The Daily Caller is pretty much the only media outlet still following the story about Imran Awan, who worked for DeGette from 2009 through 2016 as well as a dozen other Democratic staffers on key panels including Intelligence.
Awan as well as his brothers Abid and Jamal are under criminal investigation by U.S. Capitol Police on suspicion they abused their administrator-level access to sensitive congressional data and were fired in February.
Three members of the intelligence panel and five members of the House Committee on Foreign Affairs were among the dozens of members who employed the suspects on a shared basis.

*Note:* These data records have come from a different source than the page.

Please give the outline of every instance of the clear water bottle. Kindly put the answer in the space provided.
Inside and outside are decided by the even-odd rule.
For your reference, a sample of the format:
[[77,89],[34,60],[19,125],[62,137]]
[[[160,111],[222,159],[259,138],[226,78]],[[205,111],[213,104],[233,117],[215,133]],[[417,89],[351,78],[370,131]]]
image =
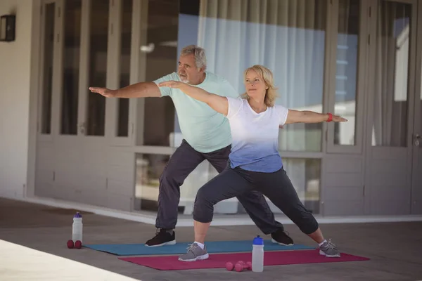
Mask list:
[[253,240],[252,249],[252,271],[264,270],[264,240],[257,235]]
[[78,211],[73,216],[73,225],[72,226],[72,240],[74,243],[77,240],[82,242],[82,216]]

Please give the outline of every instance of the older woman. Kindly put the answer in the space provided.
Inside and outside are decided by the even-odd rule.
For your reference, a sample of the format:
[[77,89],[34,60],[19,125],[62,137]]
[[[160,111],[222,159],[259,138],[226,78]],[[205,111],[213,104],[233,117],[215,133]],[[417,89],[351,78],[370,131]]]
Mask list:
[[320,254],[339,257],[338,250],[331,240],[324,238],[315,218],[299,200],[283,169],[278,136],[279,127],[287,124],[347,120],[331,113],[298,111],[274,105],[276,92],[273,74],[262,65],[248,68],[244,78],[246,93],[242,98],[220,96],[180,81],[158,84],[179,89],[191,98],[207,103],[229,119],[231,130],[229,164],[199,189],[193,207],[195,242],[179,260],[208,259],[204,243],[212,221],[214,205],[252,190],[267,196],[302,232],[318,243]]

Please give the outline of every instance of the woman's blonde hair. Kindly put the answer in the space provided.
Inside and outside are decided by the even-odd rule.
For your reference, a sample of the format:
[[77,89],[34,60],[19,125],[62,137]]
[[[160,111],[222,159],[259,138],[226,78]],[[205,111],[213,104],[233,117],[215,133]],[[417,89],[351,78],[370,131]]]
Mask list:
[[[254,70],[255,72],[258,74],[263,79],[264,82],[268,86],[268,89],[265,91],[265,98],[264,98],[264,103],[268,107],[272,107],[274,105],[274,103],[276,101],[276,98],[277,98],[277,88],[274,86],[274,81],[273,79],[273,74],[270,70],[265,67],[263,65],[255,65],[248,67],[243,72],[243,79],[246,78],[246,75],[248,75],[248,72],[250,70]],[[249,98],[249,96],[248,96],[248,93],[244,93],[242,94],[241,97],[243,98]]]

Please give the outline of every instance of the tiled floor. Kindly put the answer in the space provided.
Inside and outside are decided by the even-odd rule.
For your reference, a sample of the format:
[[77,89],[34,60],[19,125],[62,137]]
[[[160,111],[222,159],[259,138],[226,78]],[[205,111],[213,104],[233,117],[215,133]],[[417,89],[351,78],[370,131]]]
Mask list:
[[[0,280],[123,280],[124,276],[143,281],[422,280],[421,222],[321,225],[341,251],[371,259],[369,261],[267,266],[262,273],[224,269],[160,271],[106,253],[68,249],[73,211],[0,199],[0,240],[46,253],[0,241]],[[296,243],[314,246],[295,226],[286,228]],[[84,243],[143,243],[155,231],[152,225],[84,214]],[[255,226],[212,226],[207,239],[251,240],[257,234],[260,233]],[[177,228],[177,241],[193,238],[192,228]],[[66,268],[68,270],[63,269]]]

The two committees deal with many of the nation’s most sensitive issues and documents, including those related to the war on terrorism.
Also among those whose computer systems may have been compromised is Rep. Debbie Wasserman Schultz, the Florida Democrat who was previously the target of a disastrous email hack when she served as chairman of the Democratic National Committee during the 2016 campaign.
The Daily Caller reached out to DeGette’s office a few weeks ago for comment, but got none. That was when the website reported that Awan allegedly threatened to have his Pakistani relatives kidnapped if his stepmother cooperated with the investigation.
The story turned even more bizarre this week when Wasserman Schultz threatened the chief of the U.S. Capitol Police with “consequences” for confiscating her equipment in the probe.
Actually, it was the computer used by Awan, that police found in a “crevice” of another congressional office building where he didn’t work.
The Florida lawmaker used her position on the committee that sets the police force’s budget to press its chief to relinquish the piece of evidence Thursday, in what could be considered using her authority to attempt to interfere with a criminal investigation.
The investigation is examining members’ data leaving the network and how Awan managed to get Members to place three relatives and a friend into largely no-show positions on their payrolls, billing $4 million since 2010.
We would actually like to know the answers to that, too.
Not much is being reported in Colorado on the probe. Certainly the media will want to jump on it now to ask DeGette what information in her computer might have compromised, like the personal information of her constituents.